東京音頭では歌詞で「花の都」なんてでてきますが、あながちうそではありませんでこの時期の東京は間断なくあちこちで花が咲いてます。
写真は八重桜系で品種は(たぶん)関山です。

この話をするとばかにされそうというか、風雅でないことの上塗りになりそうなのですが、
「あおによし奈良の都の八重桜けふ九重ににおいぬるかな」
というのがあるんすが、長いことずっと桜はにおいなんてあるのかななんて思ってたのです。あれってどんなにおいなんだろね、なんてことを酔っ払ってるときに話してたら、桜餅のにおいじゃね?ってなことをいわれて、かいだら、おお!なんとなく八重桜のにおいって桜餅のにおいがする!と思ったのです、そのときは。そっかー、桜餅のにおいが桜のにおいで、あれはうたにうたわれるようなにおいなのか、そうだよな、桜餅って見た目おいしそうだし、ってなことを納得してた時期があります。しかししばらくして改めて考えると「九重ににおう」ってのがなんやねん、て疑問が浮かびます。
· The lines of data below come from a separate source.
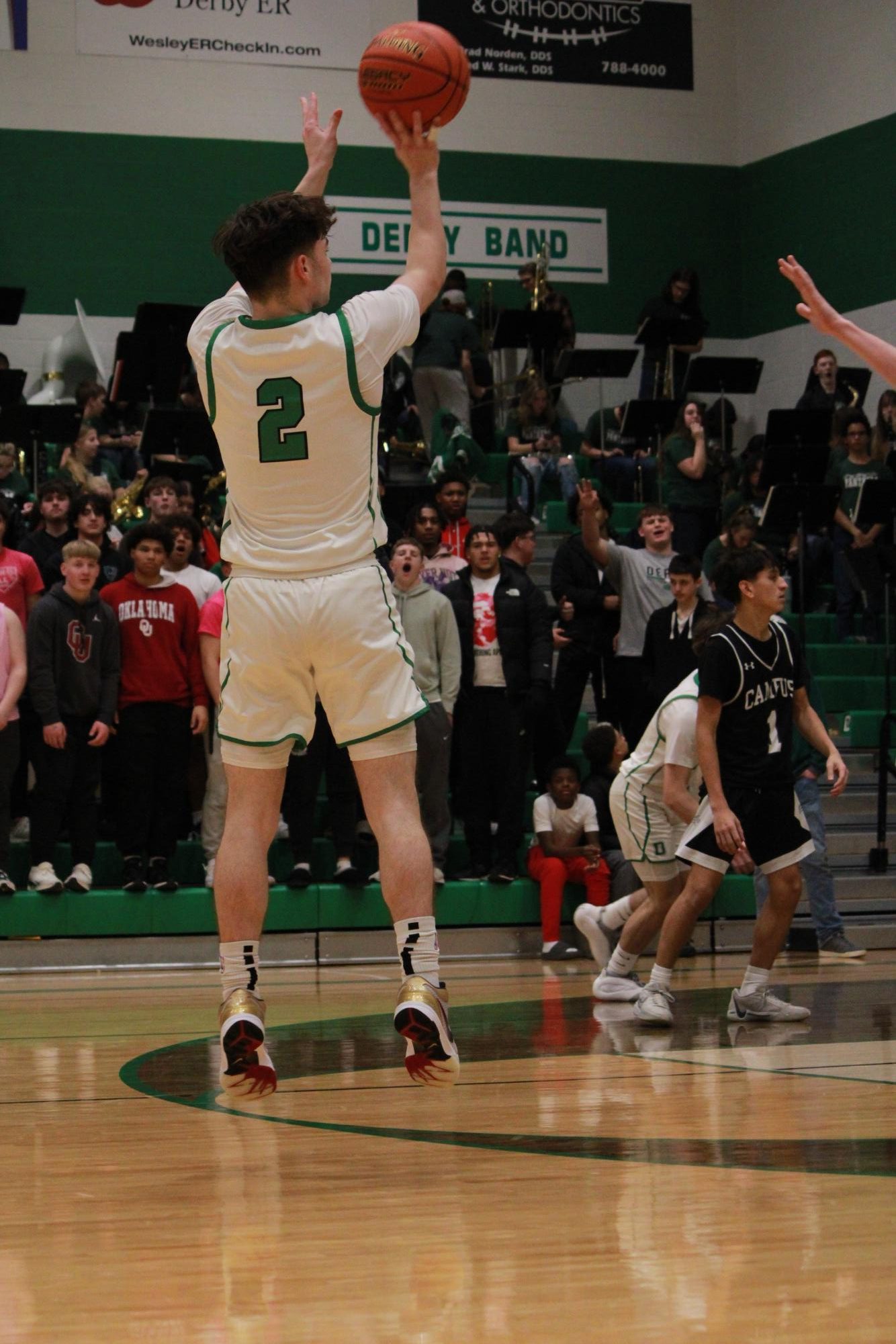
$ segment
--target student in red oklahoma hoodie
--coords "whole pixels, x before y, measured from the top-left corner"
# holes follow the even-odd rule
[[[133,574],[102,591],[121,632],[118,692],[118,848],[124,890],[176,891],[168,862],[177,843],[189,737],[208,726],[199,657],[199,607],[163,575],[172,535],[159,523],[128,532]],[[149,860],[146,870],[145,860]]]

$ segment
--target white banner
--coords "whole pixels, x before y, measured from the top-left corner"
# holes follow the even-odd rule
[[[394,274],[404,265],[411,207],[375,196],[329,196],[337,219],[329,235],[334,271]],[[567,284],[606,285],[607,212],[578,206],[486,206],[442,203],[447,265],[474,280],[506,280],[541,246],[551,251],[551,277]]]
[[[75,0],[78,51],[355,70],[369,0]]]

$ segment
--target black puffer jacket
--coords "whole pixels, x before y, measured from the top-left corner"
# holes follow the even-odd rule
[[[443,589],[461,633],[461,691],[473,689],[473,574],[461,574]],[[544,594],[519,566],[501,560],[494,590],[494,620],[508,695],[551,687],[551,617]]]

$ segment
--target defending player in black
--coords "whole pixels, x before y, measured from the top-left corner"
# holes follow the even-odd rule
[[[666,915],[650,982],[635,1003],[641,1021],[672,1021],[672,969],[700,914],[715,896],[736,849],[746,845],[768,878],[770,899],[756,919],[752,954],[731,995],[733,1021],[794,1021],[809,1009],[776,999],[768,974],[799,900],[799,860],[813,840],[790,774],[794,723],[827,758],[832,796],[849,773],[806,694],[802,650],[779,620],[787,582],[760,546],[733,551],[713,575],[735,603],[733,620],[711,637],[700,660],[697,759],[707,796],[678,857],[690,864],[684,891]]]

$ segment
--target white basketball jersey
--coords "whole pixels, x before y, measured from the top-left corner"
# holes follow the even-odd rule
[[[386,542],[376,446],[383,367],[416,337],[406,285],[337,313],[254,319],[234,288],[188,347],[227,469],[222,556],[240,574],[306,577],[371,563]]]
[[[650,719],[641,742],[619,766],[619,774],[654,802],[662,802],[664,765],[690,770],[688,792],[697,797],[697,673],[692,672],[669,692]]]

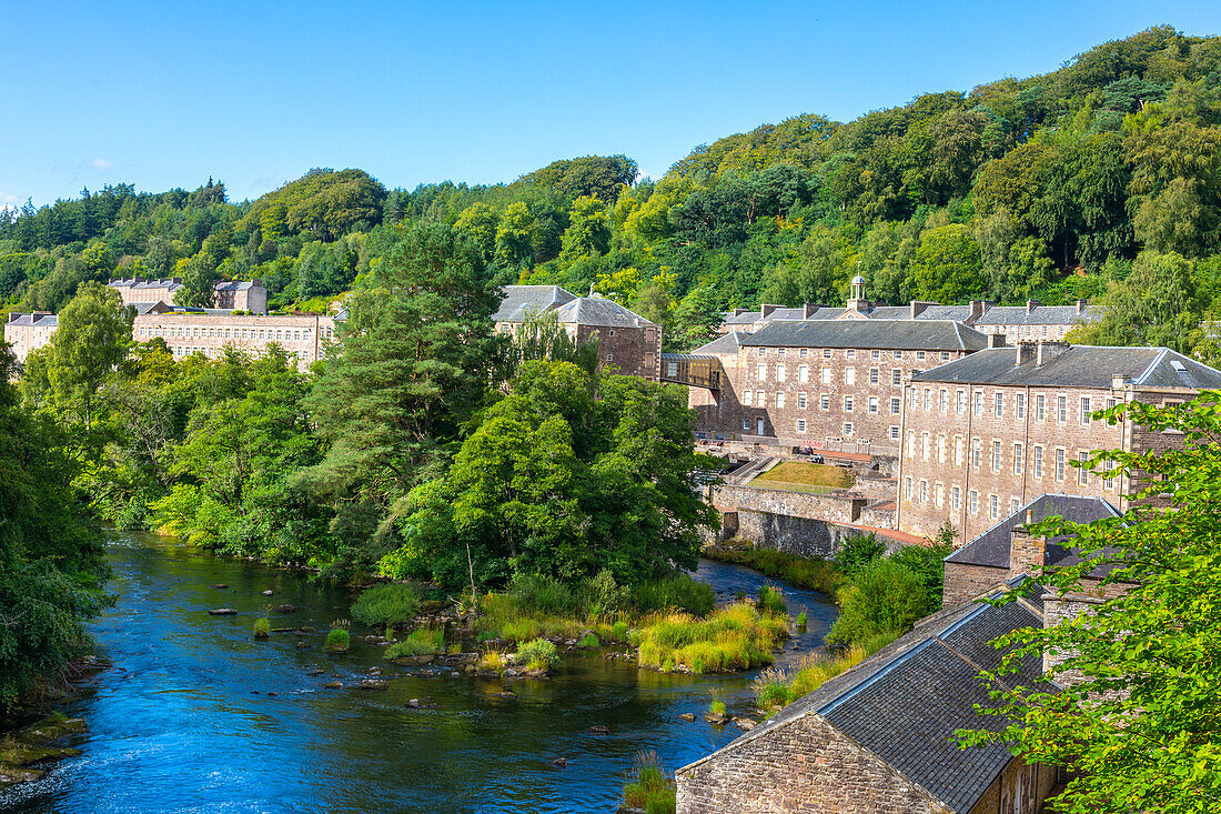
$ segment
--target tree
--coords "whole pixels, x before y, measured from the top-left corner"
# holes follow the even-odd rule
[[[88,430],[103,381],[127,356],[136,309],[114,288],[85,282],[62,312],[46,352],[46,376],[61,414]]]
[[[1009,651],[993,677],[1012,683],[1022,659],[1046,655],[1046,677],[1060,687],[998,691],[996,708],[982,711],[1005,726],[958,735],[963,744],[1005,743],[1028,763],[1065,768],[1071,780],[1057,812],[1212,812],[1221,804],[1221,391],[1176,407],[1118,405],[1104,417],[1183,442],[1100,452],[1087,463],[1095,473],[1117,467],[1109,475],[1132,477],[1138,497],[1168,496],[1170,505],[1139,500],[1120,518],[1033,527],[1066,535],[1061,545],[1079,557],[1035,581],[1059,596],[1106,599],[1084,616],[994,642]]]

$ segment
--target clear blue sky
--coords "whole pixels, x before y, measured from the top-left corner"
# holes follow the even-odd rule
[[[694,145],[801,112],[1054,70],[1221,2],[43,2],[0,15],[0,205],[82,187],[231,199],[314,166],[387,187],[510,181]]]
桜餅は長命寺も道明寺も腐らない限りそんな強いにおいがするものではありません。じゃあ、ってんで九重を辞書で調べると宮中って意味なのか、ってのを知るわけです。八重桜にひっかけ宮中を九重にしてあるわけです。奈良にひっかけ「けふ」は「京」です。こうなってくるとなんとなく桜餅説じゃないな、と判ってきます。敗北感を感じながら「におう」ってのを辞典でひくと色合いや美しさについての用法もかいてあるのです。ははあ、におうというのは美しさのほうもあるんだな、ってことを理解しました。
ちょっと前に「辞書をひけー」ってな趣旨の予備校の広告が都営地下鉄にあったのですが、ほんとそのとおりだと思います。
でもって、美しいってことの表現っていろいろあるんすね。